EDS Coalition Announces Global Initiative to Guide, Coordinate Patient Care
A global resource to guide healthcare professionals in assessing and managing symptoms of Ehlers-Danlos syndrome (EDS), hypermobility spectrum disorders (HSD), and related conditions will be developed by the EDS Comorbidity Coalition.
A generous donor made the endeavor possible, according to the Ehlers-Danlos Society, which founded the EDS Comorbidity Coalition, a group of medical and patient experts and organizations, in 2016.
“The EDS Comorbidity Coalition hopes to produce this desperately needed resource for health professionals to provide guidance protocols for the diagnosis and coordination of care for people living with all types of EDS and the symptoms and associated conditions that can arise — worldwide,” Lara Bloom, international executive director of the Ehlers-Danlos Society, said in a press release.

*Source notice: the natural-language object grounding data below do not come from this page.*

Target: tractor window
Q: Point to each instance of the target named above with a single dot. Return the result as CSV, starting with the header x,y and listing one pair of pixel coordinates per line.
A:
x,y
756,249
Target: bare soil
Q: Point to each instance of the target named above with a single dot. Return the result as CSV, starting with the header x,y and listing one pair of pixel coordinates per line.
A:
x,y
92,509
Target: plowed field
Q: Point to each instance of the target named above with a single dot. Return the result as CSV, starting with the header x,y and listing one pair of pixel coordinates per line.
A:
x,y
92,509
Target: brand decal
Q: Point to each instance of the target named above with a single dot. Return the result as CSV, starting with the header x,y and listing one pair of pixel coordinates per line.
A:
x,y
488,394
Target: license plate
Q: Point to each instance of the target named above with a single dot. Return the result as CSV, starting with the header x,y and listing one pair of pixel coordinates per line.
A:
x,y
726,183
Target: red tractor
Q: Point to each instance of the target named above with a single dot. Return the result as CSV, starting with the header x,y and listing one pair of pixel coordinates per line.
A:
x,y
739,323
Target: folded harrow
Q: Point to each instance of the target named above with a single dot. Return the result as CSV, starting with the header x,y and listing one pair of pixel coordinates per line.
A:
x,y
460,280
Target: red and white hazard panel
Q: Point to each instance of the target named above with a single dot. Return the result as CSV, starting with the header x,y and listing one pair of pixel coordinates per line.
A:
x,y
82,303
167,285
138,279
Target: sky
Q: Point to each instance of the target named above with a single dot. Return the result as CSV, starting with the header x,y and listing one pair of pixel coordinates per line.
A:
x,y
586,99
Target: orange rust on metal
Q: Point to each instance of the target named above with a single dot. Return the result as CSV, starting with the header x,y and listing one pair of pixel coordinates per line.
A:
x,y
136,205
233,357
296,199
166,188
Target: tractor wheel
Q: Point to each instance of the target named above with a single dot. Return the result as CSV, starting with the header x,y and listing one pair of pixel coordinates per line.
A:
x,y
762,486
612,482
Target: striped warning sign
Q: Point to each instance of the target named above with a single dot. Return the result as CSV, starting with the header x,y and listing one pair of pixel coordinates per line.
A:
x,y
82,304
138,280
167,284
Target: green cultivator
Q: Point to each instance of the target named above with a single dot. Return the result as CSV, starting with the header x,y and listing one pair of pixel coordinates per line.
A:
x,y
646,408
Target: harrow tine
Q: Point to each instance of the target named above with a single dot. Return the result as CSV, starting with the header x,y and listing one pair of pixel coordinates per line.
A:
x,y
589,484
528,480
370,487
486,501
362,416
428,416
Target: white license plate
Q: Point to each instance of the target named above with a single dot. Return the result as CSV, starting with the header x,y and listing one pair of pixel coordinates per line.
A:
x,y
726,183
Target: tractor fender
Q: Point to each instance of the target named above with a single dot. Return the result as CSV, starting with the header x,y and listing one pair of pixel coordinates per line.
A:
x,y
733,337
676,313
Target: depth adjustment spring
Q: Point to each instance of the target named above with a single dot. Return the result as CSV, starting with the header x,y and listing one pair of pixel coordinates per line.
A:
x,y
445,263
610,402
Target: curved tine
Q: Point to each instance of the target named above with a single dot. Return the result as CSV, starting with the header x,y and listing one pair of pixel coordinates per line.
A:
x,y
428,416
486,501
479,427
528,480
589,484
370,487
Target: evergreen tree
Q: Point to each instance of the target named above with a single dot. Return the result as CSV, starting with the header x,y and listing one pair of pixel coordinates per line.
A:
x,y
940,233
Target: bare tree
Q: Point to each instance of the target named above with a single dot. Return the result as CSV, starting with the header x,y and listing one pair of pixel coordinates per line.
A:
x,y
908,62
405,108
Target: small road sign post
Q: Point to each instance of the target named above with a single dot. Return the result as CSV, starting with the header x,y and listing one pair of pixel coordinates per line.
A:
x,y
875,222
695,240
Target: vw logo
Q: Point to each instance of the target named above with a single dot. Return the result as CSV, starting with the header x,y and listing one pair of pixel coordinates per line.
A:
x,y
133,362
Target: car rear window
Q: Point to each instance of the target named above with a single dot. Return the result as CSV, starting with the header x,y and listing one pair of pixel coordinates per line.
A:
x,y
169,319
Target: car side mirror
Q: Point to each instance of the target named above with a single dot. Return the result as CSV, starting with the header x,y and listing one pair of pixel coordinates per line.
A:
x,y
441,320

The coalition consists of a partnership between The Ehlers-Danlos Society, Dysautonomia International, the Chiari and Syringomyelia Foundation, the Mastocytosis Society, and the Spinal CSF Leak Foundation.
The goal of this endeavor is to offer medical professionals the necessary global resources to streamline the management of EDS and HSD. Patients remain the key focus of this partnership.
“This is a very exciting time for EDS/HSD research. Patients are at the heart of our work,” Bloom said.
“The power of the partnership between The Ehlers-Danlos Society, The International Ehlers-Danlos Consortium, the Vascular EDS Collaborative, and each of member of the EDS Comorbidity Coalition ensures that medical professionals will not only have access to the latest advancements in research, management, and care for EDS/HSD, but also any related symptoms or associated conditions,” she added.
Medical and patient experts from each of the organizations involved will participate in the partnership to better understand the relationship between EDS and other conditions, and determine research priorities that require a comprehensive approach.
The coalition’s resources will be drafted in English and translated to reach a wider global audience, according to the press release.
“In keeping with our global mandate, final resources created by the EDS Comorbidity Coalition will be translated from English into other languages including French, Spanish, Italian, German, Dutch, Arabic, Japanese, Chinese, and Danish,” said Alan Hakim, MA, FRCP, education director for The Ehlers-Danlos Society.
“Ultimately, we want to help all health professionals from different specialties understand how to recognize and support people with all types of EDS and HSD, using the new diagnostic criteria, and manage the myriad associated symptoms and related disorders,” Hakim concluded.